At the time of the next visit 8 a. m. the following day, examination found no indication of the six hours' storm of the night before. The condition had evidently been a rotary twist, but whether from right to left, or the reverse, defied most solicitous diagnostic effort.

Being intimate friends, as well as maintaining the relation of physician and patient, the doctor met him often for several years afterward, but never knew him to have any cardiac difficulty. Both removing from that locality to different cities, the doctor and his patient maintained correspondence until two years ago, when one morning, after rising at his usual early hour, the latter went into his parlor. Not responding to the breakfast call, he was found dead on a lounge, as if he had quietly fallen asleep. It was stated that he had died of "heart disease."

It would have been a mournful satisfaction, says Dr. Seymour, to know what relation, if any, existed between the accident of twenty-three years before and the finale.

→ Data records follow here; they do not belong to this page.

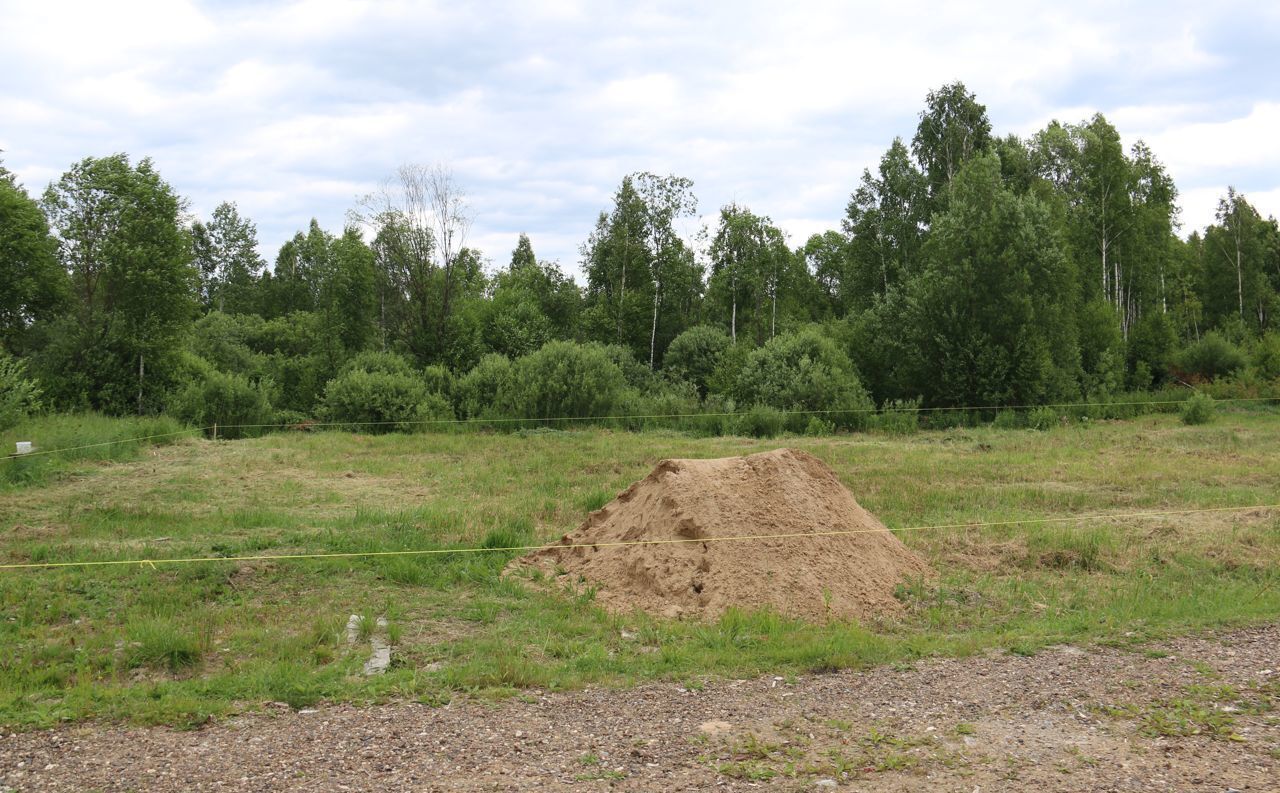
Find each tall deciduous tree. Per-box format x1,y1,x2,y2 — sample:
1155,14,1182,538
708,204,795,345
843,137,927,309
354,164,476,365
40,154,196,413
1202,188,1280,332
912,81,992,207
906,153,1079,406
582,174,701,365
190,201,265,315
0,161,67,353
633,173,698,368
482,234,580,357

The Common Nettle in Anemia. Dr. Hjalman Agnér (American Medical and Surgical Bulletin), was cured of anemia, when he was seventeen, by taking nettle soup. One of his patients, a girl of twenty, had tried all remedies recommended in anemia, including the preparations of iron, but without apparent benefit; he ordered her then nettle soup, first every second day; then, when she improved, twice a week. The patient was completely cured. The author treated many other cases with nettle, but as they received other treatment besides, he does not care to speak of them in detail. The common or stinging nettle and the dwarf nettle possess the same virtues, but the first is used almost exclusively. The best

time for collection is the spring; the best parts to use are the roots and stalks with only half-developed leaves. It may be used as an infusion-a handful to two quarts of water, two or three glasses thereof to be taken during the day; but it is much pleasanter to use in the form of a freshly-prepared soup from the fresh herb.

Class-Room Notes.

[From DUNGLISON'S COLLEGE AND CLINICAL RECORD.] -Dr. Hearn strenuously urges prompt attention to Slight Abrasions. They are frequently allowed to go on to troublesome and often dangerous cellulitis.

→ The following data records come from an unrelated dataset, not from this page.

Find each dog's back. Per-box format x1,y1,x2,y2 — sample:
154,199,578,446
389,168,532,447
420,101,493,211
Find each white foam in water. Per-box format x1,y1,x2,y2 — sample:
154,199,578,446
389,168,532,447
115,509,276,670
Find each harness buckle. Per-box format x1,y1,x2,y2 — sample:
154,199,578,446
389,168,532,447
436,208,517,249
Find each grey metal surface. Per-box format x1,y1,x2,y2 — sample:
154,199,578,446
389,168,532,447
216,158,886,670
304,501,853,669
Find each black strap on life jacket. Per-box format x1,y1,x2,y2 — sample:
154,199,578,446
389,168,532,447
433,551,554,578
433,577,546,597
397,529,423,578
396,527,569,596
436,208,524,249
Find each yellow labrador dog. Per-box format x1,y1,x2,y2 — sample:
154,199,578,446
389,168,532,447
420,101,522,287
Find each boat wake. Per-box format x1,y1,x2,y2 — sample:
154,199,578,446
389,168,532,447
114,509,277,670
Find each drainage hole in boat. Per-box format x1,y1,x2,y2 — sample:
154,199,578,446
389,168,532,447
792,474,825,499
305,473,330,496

-Inflammation of the Iris and Choroid, in the earlier stages, should be treated with atropin, provided there is no rise in tension. If there is increast tension, eserin and cocain may be used. Internally, give the bichlorid of mercury with iron, or the iodid of potassium.-De Schweinitz.

-The sluggish type of Eczema often yields to the following, tho it is somewhat heroic, and should be carefully applied : B. Saponis viridis, Picis liquidæ, Alcohol.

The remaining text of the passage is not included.